Modify adding gradients in backward()

amirhf · December 2, 2019, 10:38pm

my model has two sets of parameters a and b which require gradients. I have two different loss functions as:

loss1 = function(a, b)
loss2 = function(b)

and the total loss is

total_loss = loss1 + loss2

Assuming:

loss1 calculates b1.grad
loss2 calculates b2.grad,
then the total b.grad calculated by total_loss.backward() is b.grad = b1.grad + b2.grad.

My goal is to modify b1.grad coming from loss1 and b2.grad comig from loss2 and then add them together as backward gradients for b. Currently when I do total_loss.bakward(), it already gives me the accumulated gradients for b.grad=b1.grad + b2.grad.
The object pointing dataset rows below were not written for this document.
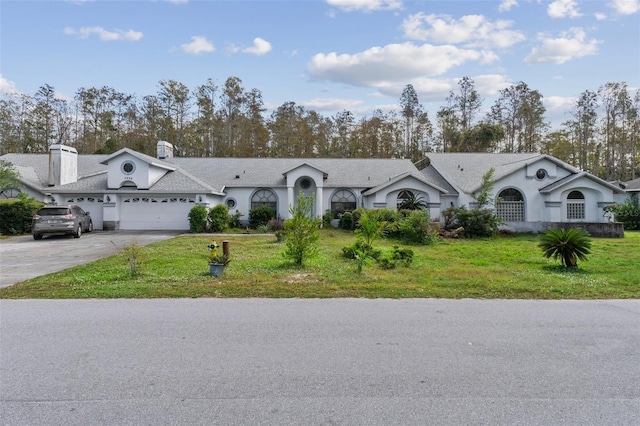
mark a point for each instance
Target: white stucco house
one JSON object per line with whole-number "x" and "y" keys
{"x": 130, "y": 190}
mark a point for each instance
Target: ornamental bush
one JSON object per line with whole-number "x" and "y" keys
{"x": 218, "y": 218}
{"x": 16, "y": 215}
{"x": 568, "y": 245}
{"x": 302, "y": 231}
{"x": 476, "y": 222}
{"x": 628, "y": 212}
{"x": 198, "y": 219}
{"x": 260, "y": 216}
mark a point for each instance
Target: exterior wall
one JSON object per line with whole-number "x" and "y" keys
{"x": 91, "y": 203}
{"x": 525, "y": 181}
{"x": 388, "y": 197}
{"x": 144, "y": 175}
{"x": 295, "y": 176}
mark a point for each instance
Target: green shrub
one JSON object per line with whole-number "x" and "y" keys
{"x": 416, "y": 228}
{"x": 234, "y": 220}
{"x": 567, "y": 244}
{"x": 628, "y": 212}
{"x": 346, "y": 221}
{"x": 399, "y": 256}
{"x": 16, "y": 215}
{"x": 218, "y": 218}
{"x": 260, "y": 216}
{"x": 302, "y": 231}
{"x": 198, "y": 219}
{"x": 476, "y": 222}
{"x": 275, "y": 224}
{"x": 351, "y": 252}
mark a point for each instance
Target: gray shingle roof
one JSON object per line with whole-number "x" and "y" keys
{"x": 214, "y": 174}
{"x": 633, "y": 185}
{"x": 467, "y": 169}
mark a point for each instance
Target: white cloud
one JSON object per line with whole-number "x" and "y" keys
{"x": 259, "y": 48}
{"x": 104, "y": 35}
{"x": 469, "y": 30}
{"x": 7, "y": 86}
{"x": 437, "y": 90}
{"x": 198, "y": 45}
{"x": 570, "y": 45}
{"x": 563, "y": 9}
{"x": 334, "y": 104}
{"x": 557, "y": 109}
{"x": 625, "y": 7}
{"x": 506, "y": 5}
{"x": 395, "y": 62}
{"x": 365, "y": 5}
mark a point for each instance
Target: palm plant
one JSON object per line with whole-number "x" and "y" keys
{"x": 567, "y": 244}
{"x": 412, "y": 201}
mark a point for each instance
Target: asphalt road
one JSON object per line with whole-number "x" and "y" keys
{"x": 22, "y": 257}
{"x": 319, "y": 362}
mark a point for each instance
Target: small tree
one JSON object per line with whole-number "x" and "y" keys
{"x": 481, "y": 221}
{"x": 198, "y": 219}
{"x": 567, "y": 244}
{"x": 219, "y": 218}
{"x": 302, "y": 231}
{"x": 369, "y": 229}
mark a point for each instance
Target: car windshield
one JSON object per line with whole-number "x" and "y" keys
{"x": 54, "y": 212}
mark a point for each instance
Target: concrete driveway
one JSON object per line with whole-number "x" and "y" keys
{"x": 22, "y": 258}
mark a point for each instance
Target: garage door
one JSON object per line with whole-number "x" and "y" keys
{"x": 91, "y": 204}
{"x": 155, "y": 213}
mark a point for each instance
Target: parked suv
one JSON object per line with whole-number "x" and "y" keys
{"x": 61, "y": 220}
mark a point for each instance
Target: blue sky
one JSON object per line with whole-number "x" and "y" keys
{"x": 325, "y": 55}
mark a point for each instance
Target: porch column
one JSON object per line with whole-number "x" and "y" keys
{"x": 290, "y": 200}
{"x": 319, "y": 203}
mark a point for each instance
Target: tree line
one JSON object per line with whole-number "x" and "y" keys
{"x": 601, "y": 135}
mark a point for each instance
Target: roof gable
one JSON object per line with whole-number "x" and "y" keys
{"x": 465, "y": 170}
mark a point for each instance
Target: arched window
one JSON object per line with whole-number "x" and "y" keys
{"x": 403, "y": 197}
{"x": 510, "y": 205}
{"x": 342, "y": 201}
{"x": 264, "y": 197}
{"x": 575, "y": 205}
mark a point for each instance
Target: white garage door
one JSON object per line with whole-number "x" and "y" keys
{"x": 91, "y": 204}
{"x": 155, "y": 213}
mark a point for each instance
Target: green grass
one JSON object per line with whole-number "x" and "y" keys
{"x": 503, "y": 267}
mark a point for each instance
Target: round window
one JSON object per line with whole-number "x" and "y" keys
{"x": 128, "y": 167}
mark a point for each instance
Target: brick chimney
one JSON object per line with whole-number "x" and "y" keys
{"x": 63, "y": 165}
{"x": 165, "y": 150}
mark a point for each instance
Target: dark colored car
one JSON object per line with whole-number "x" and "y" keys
{"x": 61, "y": 220}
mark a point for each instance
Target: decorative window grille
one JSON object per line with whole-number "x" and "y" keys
{"x": 264, "y": 197}
{"x": 510, "y": 206}
{"x": 403, "y": 195}
{"x": 575, "y": 205}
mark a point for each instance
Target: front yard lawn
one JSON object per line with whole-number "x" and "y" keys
{"x": 510, "y": 267}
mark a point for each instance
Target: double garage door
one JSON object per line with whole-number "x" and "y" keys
{"x": 155, "y": 213}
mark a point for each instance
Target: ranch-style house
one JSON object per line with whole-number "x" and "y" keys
{"x": 133, "y": 191}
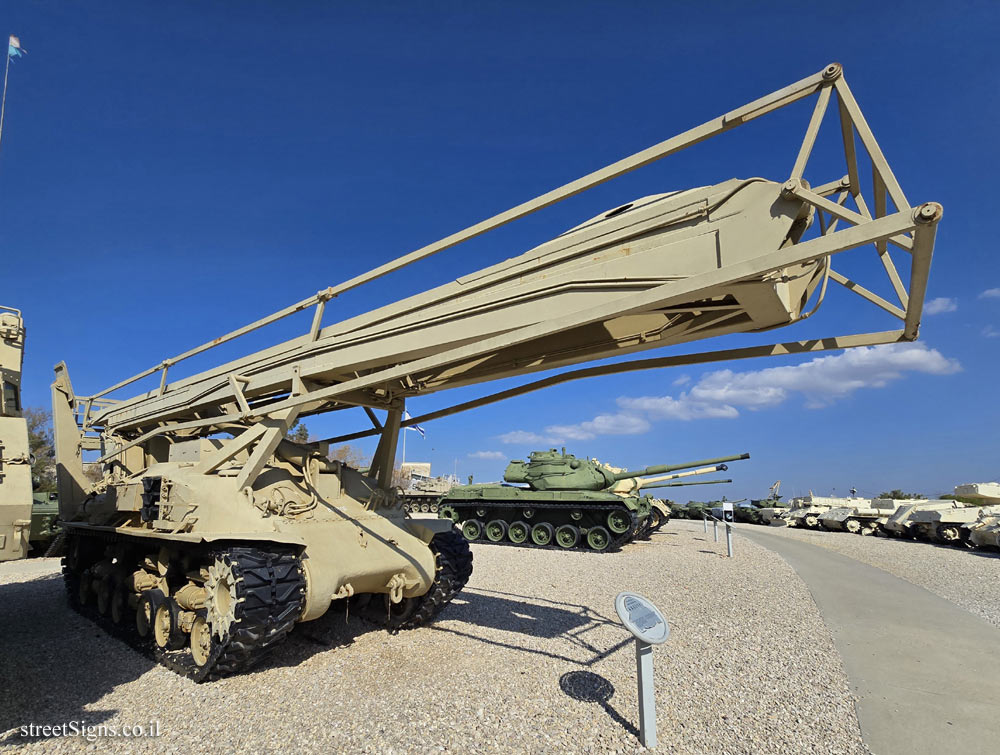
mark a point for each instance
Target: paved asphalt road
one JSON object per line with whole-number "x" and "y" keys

How can I access and modify each individual b1.grad and b2.grad so the total_loss.backward() returns the modified and added b1.grad and b2.grad?

albanD · December 2, 2019, 10:49pm

Hi,

You will have to create new intermediary Tensors like the following.
Also hooks are a good way to modify these gradients.

b = # some tensor that requires_grad
b1 = b.view_as(b) # returns a new Tensor that is the same as b
def modif_for_grad1(grad):
  return 3 * grad + 42
b1.register_hook(modif_for_grad1)
b2 = b.view_as(b) # returns a new Tensor that is the same as b
b2.register_hook(modif_for_grad2)

loss1 = function(a, b1)
loss2 = function(b2)

amirhf · December 3, 2019, 12:38am

Thank you for this nice workaround. However to get b.grad = b1.grad + b2.grad I managed to do a hacky way as below:

b_grad = 0
for param in total_loss.parameters():
    if param.grad is not None:
      b_grad += param.grad
  
  for param in total_loss.parameters():
    if param.grad is not None:
      param.grad = b_grad

Is there a better way to do this? Because, when you make copies of the original parameter (intermediate ones) I should their gradients together and replace them.